19. Yüzyılının ikinci yarısında Charles Bovary Tostes adlı küçük bir kasabada doktor olarak çalışmaya başlar. Burada genç ve güzel kadın olan Emma ile tanışıp evlenir.
Farklı bir kadındır Emma; hayalci gerçeklikten kopuk okuduğu aşk hikâyelerinden fazlasıyla etkilenen uçarı ve romantik...
Gustave Flaubert Dünya edebiyatına hediye ettiği bu romanda romantik hayalci ve mantıktan çok duyguları ile hareket eden kolay kolay tatmin olamayan sahip olduğu şeyleri tehlikeye atmaktan korkmayan ihtiraslı bir kadının dramını gerçekçi ve etkileyici bir dille anlatır.

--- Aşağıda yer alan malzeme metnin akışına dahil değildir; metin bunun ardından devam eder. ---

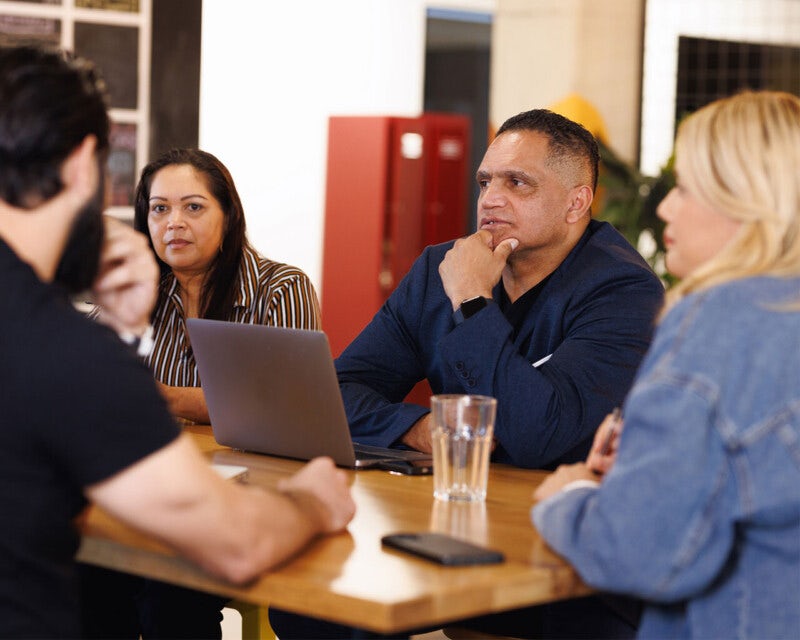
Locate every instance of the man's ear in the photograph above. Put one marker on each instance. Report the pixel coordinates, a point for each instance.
(580, 200)
(79, 171)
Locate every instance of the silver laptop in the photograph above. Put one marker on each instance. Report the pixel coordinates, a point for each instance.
(273, 390)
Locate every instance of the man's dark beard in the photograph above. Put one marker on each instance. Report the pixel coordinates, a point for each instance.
(80, 261)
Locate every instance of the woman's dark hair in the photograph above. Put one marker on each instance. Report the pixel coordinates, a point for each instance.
(49, 102)
(219, 291)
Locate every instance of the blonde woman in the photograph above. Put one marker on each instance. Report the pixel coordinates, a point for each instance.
(698, 512)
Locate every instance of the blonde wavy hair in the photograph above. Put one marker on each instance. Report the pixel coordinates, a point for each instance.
(741, 156)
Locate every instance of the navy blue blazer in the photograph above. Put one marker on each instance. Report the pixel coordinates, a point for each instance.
(585, 335)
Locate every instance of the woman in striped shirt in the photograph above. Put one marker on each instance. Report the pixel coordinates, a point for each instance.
(187, 203)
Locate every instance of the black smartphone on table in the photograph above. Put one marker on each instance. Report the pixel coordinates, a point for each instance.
(442, 548)
(407, 467)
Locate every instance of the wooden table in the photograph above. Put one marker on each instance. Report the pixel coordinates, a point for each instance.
(349, 578)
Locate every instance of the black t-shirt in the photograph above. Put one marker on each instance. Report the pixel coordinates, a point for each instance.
(75, 408)
(517, 312)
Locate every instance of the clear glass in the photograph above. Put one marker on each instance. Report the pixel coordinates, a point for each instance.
(462, 428)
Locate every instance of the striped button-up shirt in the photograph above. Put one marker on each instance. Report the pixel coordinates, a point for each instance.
(268, 293)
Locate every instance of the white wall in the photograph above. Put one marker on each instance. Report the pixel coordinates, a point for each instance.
(271, 74)
(764, 21)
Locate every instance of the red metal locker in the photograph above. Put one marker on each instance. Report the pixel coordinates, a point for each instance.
(394, 185)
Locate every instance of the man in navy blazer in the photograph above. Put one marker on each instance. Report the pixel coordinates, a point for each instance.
(543, 308)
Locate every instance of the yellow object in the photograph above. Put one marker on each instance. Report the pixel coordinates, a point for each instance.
(255, 621)
(584, 112)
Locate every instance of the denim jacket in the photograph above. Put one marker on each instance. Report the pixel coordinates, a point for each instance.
(700, 515)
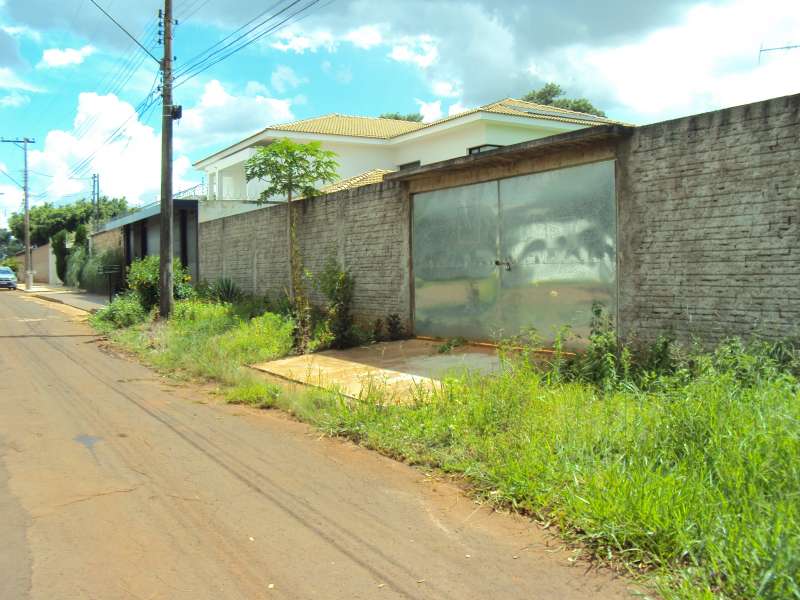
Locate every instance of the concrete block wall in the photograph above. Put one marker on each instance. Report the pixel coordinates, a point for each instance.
(41, 259)
(107, 240)
(708, 234)
(366, 229)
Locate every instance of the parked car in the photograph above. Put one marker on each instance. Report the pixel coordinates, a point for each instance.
(8, 279)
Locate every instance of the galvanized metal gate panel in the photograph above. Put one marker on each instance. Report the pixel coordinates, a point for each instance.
(496, 259)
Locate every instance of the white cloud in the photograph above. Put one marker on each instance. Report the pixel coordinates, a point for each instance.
(420, 50)
(430, 111)
(21, 31)
(221, 117)
(456, 108)
(364, 37)
(708, 61)
(128, 165)
(56, 57)
(255, 88)
(284, 78)
(10, 81)
(292, 40)
(445, 89)
(14, 100)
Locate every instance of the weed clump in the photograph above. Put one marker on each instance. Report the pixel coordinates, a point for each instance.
(124, 311)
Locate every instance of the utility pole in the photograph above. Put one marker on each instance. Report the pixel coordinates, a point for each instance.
(23, 143)
(169, 112)
(96, 197)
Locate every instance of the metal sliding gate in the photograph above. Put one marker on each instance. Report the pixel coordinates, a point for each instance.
(496, 259)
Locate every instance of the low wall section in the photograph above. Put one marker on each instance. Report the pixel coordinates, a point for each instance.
(709, 241)
(365, 229)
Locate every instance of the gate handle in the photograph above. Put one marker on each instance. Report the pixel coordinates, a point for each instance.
(505, 263)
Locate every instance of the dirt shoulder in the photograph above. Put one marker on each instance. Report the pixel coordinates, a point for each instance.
(129, 486)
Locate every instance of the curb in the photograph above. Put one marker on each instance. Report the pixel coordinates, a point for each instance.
(90, 311)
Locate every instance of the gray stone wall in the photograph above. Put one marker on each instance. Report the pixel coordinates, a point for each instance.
(365, 229)
(708, 238)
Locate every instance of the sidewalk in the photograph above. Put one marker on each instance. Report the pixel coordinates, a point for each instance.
(69, 296)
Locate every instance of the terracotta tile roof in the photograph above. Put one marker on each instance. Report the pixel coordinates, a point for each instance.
(376, 127)
(366, 178)
(531, 110)
(336, 124)
(386, 129)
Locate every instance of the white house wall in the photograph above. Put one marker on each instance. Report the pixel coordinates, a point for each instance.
(442, 145)
(230, 194)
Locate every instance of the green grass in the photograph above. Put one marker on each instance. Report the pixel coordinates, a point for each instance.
(697, 483)
(207, 341)
(682, 465)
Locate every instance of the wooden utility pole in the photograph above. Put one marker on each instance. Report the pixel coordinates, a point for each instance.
(96, 197)
(167, 115)
(23, 143)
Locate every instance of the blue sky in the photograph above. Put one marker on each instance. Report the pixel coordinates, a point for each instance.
(70, 79)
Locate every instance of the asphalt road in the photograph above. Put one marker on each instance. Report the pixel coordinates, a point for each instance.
(115, 483)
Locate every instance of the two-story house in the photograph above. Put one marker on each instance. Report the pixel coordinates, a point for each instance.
(368, 147)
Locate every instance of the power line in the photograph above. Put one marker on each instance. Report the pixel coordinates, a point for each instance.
(198, 58)
(247, 42)
(193, 11)
(125, 31)
(11, 178)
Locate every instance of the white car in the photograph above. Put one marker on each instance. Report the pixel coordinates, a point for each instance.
(8, 279)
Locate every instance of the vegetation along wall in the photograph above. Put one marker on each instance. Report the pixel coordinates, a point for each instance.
(365, 229)
(708, 235)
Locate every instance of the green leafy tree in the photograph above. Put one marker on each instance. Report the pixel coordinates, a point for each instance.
(415, 117)
(48, 219)
(551, 95)
(290, 170)
(82, 236)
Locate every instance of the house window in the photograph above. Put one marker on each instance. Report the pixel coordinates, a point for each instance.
(484, 148)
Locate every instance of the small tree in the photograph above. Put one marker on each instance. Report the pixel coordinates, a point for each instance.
(81, 237)
(550, 94)
(291, 170)
(413, 117)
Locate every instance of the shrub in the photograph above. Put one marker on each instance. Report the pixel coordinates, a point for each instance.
(13, 264)
(260, 339)
(81, 237)
(143, 277)
(337, 285)
(125, 310)
(59, 245)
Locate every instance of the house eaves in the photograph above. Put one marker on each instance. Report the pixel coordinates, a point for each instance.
(580, 138)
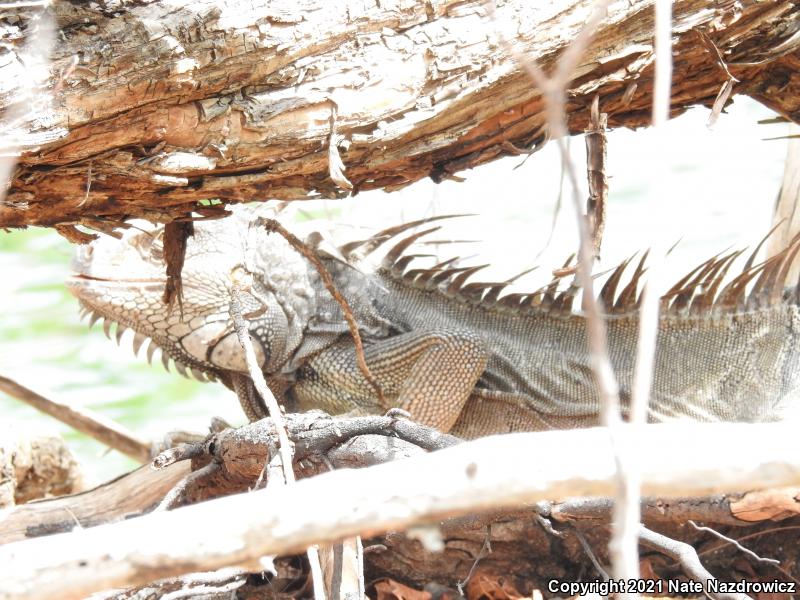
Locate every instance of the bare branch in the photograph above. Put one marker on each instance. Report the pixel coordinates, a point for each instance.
(684, 459)
(94, 425)
(687, 557)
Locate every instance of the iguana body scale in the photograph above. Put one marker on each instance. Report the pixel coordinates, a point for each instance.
(455, 353)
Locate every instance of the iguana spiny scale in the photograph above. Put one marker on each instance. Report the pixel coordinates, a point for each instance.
(455, 353)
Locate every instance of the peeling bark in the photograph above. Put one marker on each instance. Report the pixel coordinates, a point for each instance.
(156, 106)
(35, 468)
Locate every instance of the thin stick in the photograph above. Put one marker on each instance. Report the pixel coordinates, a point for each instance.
(687, 557)
(733, 542)
(623, 546)
(272, 225)
(467, 478)
(241, 326)
(628, 516)
(284, 445)
(96, 426)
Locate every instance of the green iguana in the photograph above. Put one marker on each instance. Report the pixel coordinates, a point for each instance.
(455, 354)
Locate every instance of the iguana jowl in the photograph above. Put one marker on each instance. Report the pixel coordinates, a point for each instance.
(453, 353)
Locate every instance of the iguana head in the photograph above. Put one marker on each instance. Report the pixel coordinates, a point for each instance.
(123, 280)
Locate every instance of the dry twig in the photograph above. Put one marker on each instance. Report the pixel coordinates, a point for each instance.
(468, 478)
(94, 425)
(273, 226)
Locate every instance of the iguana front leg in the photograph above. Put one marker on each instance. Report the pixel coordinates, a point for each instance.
(430, 374)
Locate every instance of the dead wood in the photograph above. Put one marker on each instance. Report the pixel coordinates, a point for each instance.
(92, 424)
(150, 110)
(470, 477)
(37, 467)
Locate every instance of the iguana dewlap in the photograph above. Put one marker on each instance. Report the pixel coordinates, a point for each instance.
(454, 353)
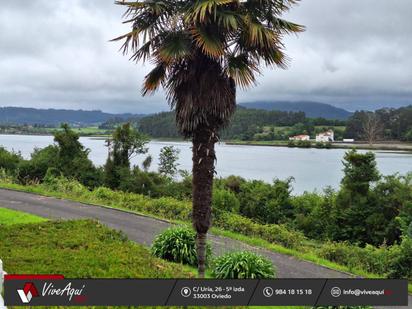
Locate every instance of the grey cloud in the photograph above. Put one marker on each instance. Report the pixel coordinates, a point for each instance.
(57, 54)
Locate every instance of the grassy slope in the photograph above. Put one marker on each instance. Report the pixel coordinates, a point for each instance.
(10, 217)
(81, 249)
(308, 256)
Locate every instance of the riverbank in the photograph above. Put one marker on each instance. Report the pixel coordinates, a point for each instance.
(394, 146)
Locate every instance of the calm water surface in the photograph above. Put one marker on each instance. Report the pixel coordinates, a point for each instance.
(313, 169)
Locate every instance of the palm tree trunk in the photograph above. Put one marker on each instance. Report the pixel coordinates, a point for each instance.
(204, 140)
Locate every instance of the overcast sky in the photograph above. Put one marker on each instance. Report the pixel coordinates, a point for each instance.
(56, 54)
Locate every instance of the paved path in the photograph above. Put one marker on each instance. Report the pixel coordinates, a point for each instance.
(143, 229)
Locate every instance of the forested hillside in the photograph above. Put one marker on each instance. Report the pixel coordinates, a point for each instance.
(19, 115)
(383, 124)
(247, 124)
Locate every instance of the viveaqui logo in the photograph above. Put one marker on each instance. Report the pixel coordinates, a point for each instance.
(28, 292)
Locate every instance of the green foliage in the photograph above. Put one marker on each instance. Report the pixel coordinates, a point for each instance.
(246, 124)
(273, 233)
(169, 155)
(126, 142)
(79, 249)
(68, 158)
(10, 217)
(395, 123)
(360, 170)
(266, 203)
(225, 200)
(147, 163)
(9, 160)
(243, 265)
(35, 169)
(401, 264)
(357, 210)
(178, 245)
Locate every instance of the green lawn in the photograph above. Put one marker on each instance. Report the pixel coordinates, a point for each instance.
(81, 249)
(10, 217)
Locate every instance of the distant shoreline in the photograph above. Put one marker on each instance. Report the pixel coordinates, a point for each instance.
(390, 145)
(394, 146)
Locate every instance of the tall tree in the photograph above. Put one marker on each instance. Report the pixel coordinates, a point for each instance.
(169, 155)
(125, 143)
(201, 51)
(372, 127)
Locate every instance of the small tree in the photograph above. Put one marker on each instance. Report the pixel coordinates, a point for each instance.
(72, 157)
(356, 206)
(360, 170)
(168, 158)
(147, 163)
(125, 144)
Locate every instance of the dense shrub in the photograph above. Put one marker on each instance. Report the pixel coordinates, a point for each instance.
(273, 233)
(35, 169)
(370, 259)
(224, 200)
(401, 264)
(266, 203)
(178, 245)
(9, 160)
(243, 265)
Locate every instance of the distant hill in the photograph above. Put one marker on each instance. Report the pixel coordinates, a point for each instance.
(311, 109)
(20, 115)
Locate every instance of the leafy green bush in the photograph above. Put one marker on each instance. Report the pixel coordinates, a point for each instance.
(400, 267)
(178, 245)
(5, 176)
(225, 200)
(266, 203)
(9, 160)
(273, 233)
(243, 265)
(370, 259)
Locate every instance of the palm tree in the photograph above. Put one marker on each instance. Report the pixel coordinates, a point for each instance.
(201, 51)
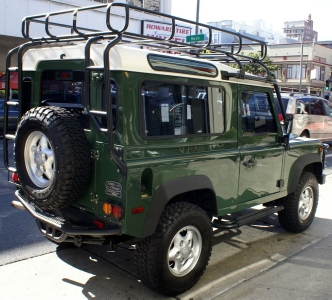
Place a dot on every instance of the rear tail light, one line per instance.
(99, 224)
(115, 210)
(15, 177)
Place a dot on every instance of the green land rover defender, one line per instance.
(152, 142)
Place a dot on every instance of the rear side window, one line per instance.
(316, 107)
(181, 110)
(257, 116)
(62, 86)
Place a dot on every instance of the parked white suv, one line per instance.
(312, 115)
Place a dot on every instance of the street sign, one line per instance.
(194, 38)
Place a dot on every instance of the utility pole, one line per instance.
(301, 61)
(197, 15)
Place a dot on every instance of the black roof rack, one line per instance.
(227, 53)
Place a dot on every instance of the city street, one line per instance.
(32, 267)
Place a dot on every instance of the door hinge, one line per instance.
(94, 198)
(280, 183)
(95, 154)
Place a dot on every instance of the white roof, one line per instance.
(122, 58)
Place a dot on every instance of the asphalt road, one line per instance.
(237, 252)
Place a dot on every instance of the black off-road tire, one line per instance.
(305, 135)
(294, 217)
(52, 137)
(152, 257)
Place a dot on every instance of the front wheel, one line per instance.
(176, 255)
(300, 206)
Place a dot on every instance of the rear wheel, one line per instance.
(305, 134)
(300, 206)
(176, 255)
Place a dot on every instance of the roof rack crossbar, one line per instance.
(112, 9)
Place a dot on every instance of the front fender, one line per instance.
(299, 165)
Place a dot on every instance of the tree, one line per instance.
(257, 69)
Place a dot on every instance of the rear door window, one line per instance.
(257, 116)
(180, 110)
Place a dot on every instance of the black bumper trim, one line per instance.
(61, 224)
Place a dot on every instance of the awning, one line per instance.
(13, 85)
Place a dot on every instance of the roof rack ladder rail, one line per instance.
(118, 160)
(7, 137)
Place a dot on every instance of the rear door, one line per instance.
(261, 155)
(317, 118)
(328, 120)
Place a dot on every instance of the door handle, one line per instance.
(249, 164)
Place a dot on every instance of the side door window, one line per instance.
(256, 113)
(317, 116)
(260, 151)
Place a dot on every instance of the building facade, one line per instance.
(315, 63)
(297, 29)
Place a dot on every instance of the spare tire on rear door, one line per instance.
(52, 157)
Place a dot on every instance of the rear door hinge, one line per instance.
(94, 198)
(280, 183)
(95, 154)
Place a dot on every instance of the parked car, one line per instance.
(312, 115)
(12, 117)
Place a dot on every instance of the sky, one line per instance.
(274, 13)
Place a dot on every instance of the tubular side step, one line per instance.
(11, 169)
(95, 68)
(245, 219)
(98, 113)
(10, 136)
(12, 103)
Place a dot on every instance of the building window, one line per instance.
(320, 73)
(293, 71)
(277, 73)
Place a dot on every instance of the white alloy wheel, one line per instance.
(184, 251)
(306, 203)
(39, 159)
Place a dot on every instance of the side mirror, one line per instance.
(289, 123)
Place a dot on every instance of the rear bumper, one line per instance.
(56, 228)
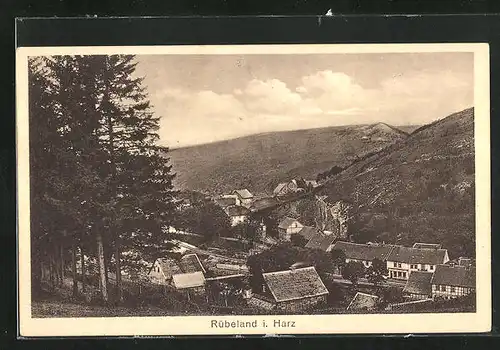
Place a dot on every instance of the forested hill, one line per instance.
(420, 189)
(260, 162)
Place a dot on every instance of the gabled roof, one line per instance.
(418, 256)
(287, 222)
(263, 203)
(237, 210)
(244, 193)
(294, 284)
(309, 232)
(322, 242)
(188, 280)
(427, 245)
(169, 267)
(191, 263)
(458, 276)
(225, 201)
(362, 301)
(419, 282)
(280, 187)
(366, 252)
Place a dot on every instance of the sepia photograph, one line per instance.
(257, 189)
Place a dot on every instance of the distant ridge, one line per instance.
(420, 189)
(259, 162)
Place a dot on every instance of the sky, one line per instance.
(207, 98)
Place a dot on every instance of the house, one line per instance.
(363, 302)
(403, 260)
(226, 201)
(285, 188)
(293, 186)
(364, 253)
(237, 214)
(244, 197)
(312, 183)
(162, 271)
(333, 215)
(453, 281)
(192, 283)
(321, 242)
(309, 232)
(418, 286)
(427, 245)
(295, 290)
(287, 227)
(191, 263)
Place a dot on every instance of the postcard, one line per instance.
(253, 189)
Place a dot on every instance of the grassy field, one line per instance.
(260, 162)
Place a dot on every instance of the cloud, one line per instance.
(270, 96)
(320, 99)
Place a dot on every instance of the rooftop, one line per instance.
(322, 242)
(419, 282)
(458, 276)
(309, 232)
(237, 210)
(225, 201)
(364, 251)
(191, 263)
(294, 284)
(418, 255)
(279, 187)
(287, 222)
(427, 245)
(362, 301)
(244, 193)
(189, 280)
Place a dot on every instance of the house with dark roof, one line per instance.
(364, 253)
(287, 227)
(191, 263)
(295, 290)
(237, 214)
(244, 197)
(363, 302)
(418, 285)
(309, 232)
(427, 245)
(226, 201)
(162, 271)
(453, 281)
(403, 260)
(321, 242)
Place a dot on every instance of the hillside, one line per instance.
(420, 189)
(260, 162)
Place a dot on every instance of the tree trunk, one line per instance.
(61, 257)
(73, 267)
(119, 292)
(106, 262)
(82, 260)
(102, 268)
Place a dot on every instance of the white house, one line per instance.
(237, 214)
(403, 260)
(287, 227)
(244, 197)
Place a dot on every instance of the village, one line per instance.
(369, 277)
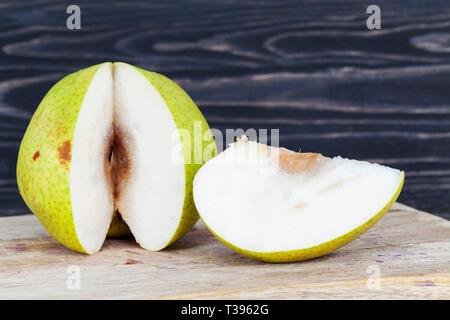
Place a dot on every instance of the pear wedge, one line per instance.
(116, 141)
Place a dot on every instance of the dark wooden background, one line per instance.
(310, 68)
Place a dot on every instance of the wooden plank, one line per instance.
(410, 249)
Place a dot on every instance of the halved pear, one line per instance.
(106, 142)
(276, 205)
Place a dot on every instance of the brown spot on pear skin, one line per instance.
(64, 152)
(36, 155)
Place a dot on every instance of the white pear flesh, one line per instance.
(277, 205)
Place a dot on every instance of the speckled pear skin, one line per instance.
(43, 165)
(316, 251)
(185, 113)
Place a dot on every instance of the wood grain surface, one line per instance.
(308, 68)
(408, 249)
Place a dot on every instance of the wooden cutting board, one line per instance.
(405, 255)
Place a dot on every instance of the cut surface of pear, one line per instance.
(276, 205)
(101, 145)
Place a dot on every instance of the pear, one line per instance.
(276, 205)
(112, 148)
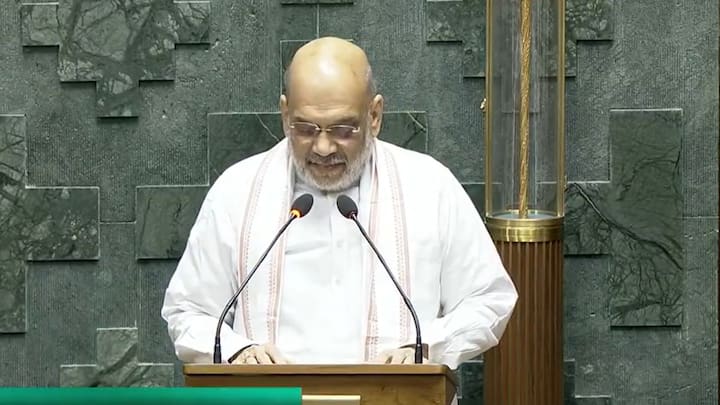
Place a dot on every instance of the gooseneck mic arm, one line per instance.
(300, 207)
(348, 209)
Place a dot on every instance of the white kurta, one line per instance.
(324, 298)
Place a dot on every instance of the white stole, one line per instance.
(387, 322)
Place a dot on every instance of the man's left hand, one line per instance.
(403, 355)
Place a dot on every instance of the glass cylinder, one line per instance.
(524, 119)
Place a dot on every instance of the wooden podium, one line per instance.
(387, 384)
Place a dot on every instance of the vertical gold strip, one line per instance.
(525, 42)
(488, 107)
(561, 178)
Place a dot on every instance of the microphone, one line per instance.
(348, 209)
(300, 207)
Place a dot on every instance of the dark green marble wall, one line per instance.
(115, 117)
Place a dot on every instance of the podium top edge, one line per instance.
(319, 369)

Emma bu üç günü dolu dolu mutluluk sarhoşu olarak geçirdi. Bir anlamda buna balayı da denilebilirdi. Hemen limanın yanındaki Boulogne Oteli'ne yerleşmişler günlerini burada geçirmişlerdi. Dünyadan iyice kopmuşlar Emma'nın hayallerinde bile görmediği mutluluklar ve ateşli geceler yaşamışlardı. Akşam olur olmaz üstü kapalı bir kayığa biniyorlar yemeği bir adada yiyorlardı.